Sissons, Brian, 1926-2018 (British earth scientist)
Dates
- Existence: 23 June 1926 - 20 January 2018
Biography
Dr Brian Sissons was born in 1926 in Batley, Yorkshire, son of Jack Sissons, a head teacher, and his wife, Elvena (nee Tilley). Between 1937 and 1944 Brian attended Batley Grammar School, where he became interested in geomorphology. In 1944 he won an Open Exhibition to St Catherine’s College, Cambridge, but was almost immediately conscripted to serve as a radio operator in the Navy. In 1947 he was able to return to Cambridge, and graduated with a First Class Honours BA in 1950. He then remained in Cambridge to complete a PhD on the denudation chronology of SW Yorkshire under the supervision of R.F. Peel.

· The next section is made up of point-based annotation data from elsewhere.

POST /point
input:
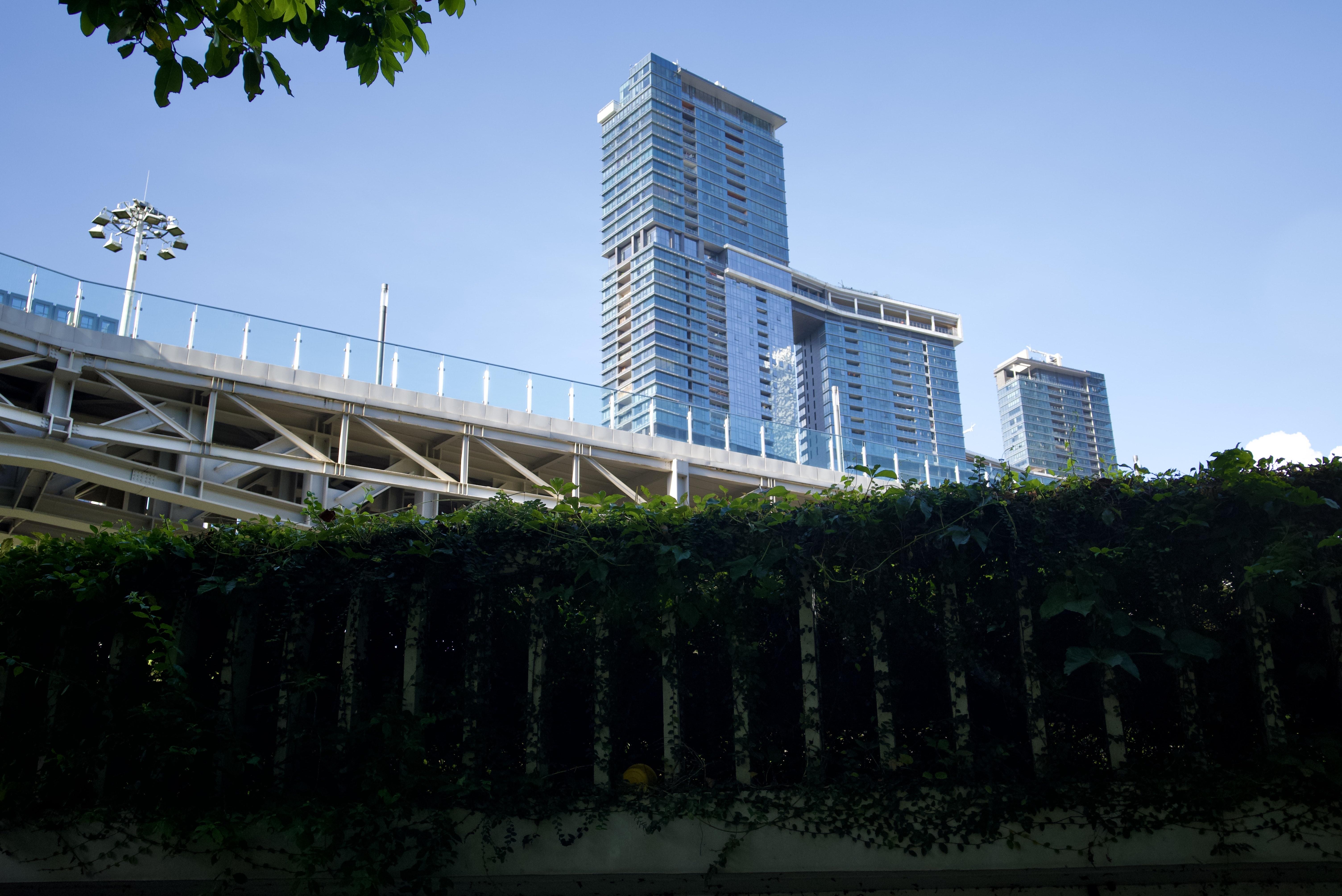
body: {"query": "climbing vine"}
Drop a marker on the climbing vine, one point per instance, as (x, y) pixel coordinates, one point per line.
(923, 670)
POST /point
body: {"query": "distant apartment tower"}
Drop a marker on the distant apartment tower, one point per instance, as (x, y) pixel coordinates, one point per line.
(702, 313)
(1053, 415)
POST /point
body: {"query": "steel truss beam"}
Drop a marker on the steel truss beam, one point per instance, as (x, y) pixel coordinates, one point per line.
(167, 450)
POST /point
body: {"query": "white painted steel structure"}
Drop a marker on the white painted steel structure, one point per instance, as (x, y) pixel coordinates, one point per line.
(99, 428)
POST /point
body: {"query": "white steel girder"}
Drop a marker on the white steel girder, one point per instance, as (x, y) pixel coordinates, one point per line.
(167, 447)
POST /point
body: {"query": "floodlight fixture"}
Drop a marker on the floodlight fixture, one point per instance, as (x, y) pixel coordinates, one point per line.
(141, 222)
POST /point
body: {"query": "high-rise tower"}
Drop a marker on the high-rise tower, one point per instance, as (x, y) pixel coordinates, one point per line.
(704, 324)
(1053, 415)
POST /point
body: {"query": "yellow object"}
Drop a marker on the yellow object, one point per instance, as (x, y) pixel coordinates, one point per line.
(641, 776)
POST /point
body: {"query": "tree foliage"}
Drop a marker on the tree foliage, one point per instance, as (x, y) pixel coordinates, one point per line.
(376, 35)
(186, 691)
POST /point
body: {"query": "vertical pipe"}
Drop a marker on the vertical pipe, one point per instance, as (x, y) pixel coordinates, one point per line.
(670, 698)
(956, 666)
(810, 675)
(382, 333)
(1113, 721)
(881, 678)
(1035, 725)
(834, 410)
(124, 326)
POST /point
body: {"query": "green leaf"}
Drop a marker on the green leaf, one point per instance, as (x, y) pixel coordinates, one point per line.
(278, 73)
(1077, 658)
(167, 81)
(195, 72)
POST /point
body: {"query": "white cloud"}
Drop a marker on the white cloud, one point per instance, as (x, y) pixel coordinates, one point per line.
(1288, 446)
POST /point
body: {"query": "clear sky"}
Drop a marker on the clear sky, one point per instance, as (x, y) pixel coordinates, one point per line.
(1152, 190)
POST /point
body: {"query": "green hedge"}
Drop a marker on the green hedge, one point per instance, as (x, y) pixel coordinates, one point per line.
(1129, 652)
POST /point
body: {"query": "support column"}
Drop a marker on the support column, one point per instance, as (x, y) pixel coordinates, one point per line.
(1188, 706)
(352, 662)
(1113, 722)
(474, 668)
(956, 666)
(1265, 678)
(678, 483)
(235, 675)
(298, 643)
(670, 698)
(601, 705)
(416, 636)
(810, 675)
(740, 716)
(535, 683)
(1330, 604)
(881, 678)
(1035, 725)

In 1953 he came to Edinburgh and was appointed Assistant Lecturer in Geography at the University of Edinburgh, later becoming Lecturer (1954/67), then Reader (1967/82). He remained at Edinburgh until his early retirement in 1982, apart for a year as visiting Assistant Professor at McGill University, Canada in 1957/58. During this period he published eighty papers, mostly devoted to aspects of the Quaternary geomorphology of Scotland. He wrote two books, The Evolution of Scotland’s Scenery (1967), which synthetised all earlier literature on the geomorphology of Scotland, and The Geomorphology of the British Isles: Scotland (1976), which provided an update based on Sissons’s own research, as well as his students’. Amongst his main contribution to knowledge were his work on the ‘Loch Lomond Readvance’, and on Glen Roy ‘parallel roads’. Additionally, the boreholes he made with his research students in the Forth valley were instrumental in revealing the first evidence for the great tsunami on Scottish coasts of 8,200 years ago.
His research was recognised by the award of a DSc from the University of Edinburgh, the Clough Medal of the Edinburgh Geological Society, the Research Medal of the Royal Geographical Society, the Back Award of the Royal Geographical Society and an honorary membership of the Quaternary Research Association.
His research was recognised by the award of a DSc from the University of Edinburgh, the Clough Medal of the Edinburgh Geological Society, the Research Medal of the Royal Geographical Society, the Back Award of the Royal Geographical Society and an honorary membership of the Quaternary Research Association.
Brian Sissons shared his life with Betty, his wife of many years, whom he married in 1950. They had two children, Andrew and Jane.
He died in Edinburgh on the 20 January 2018, aged 91.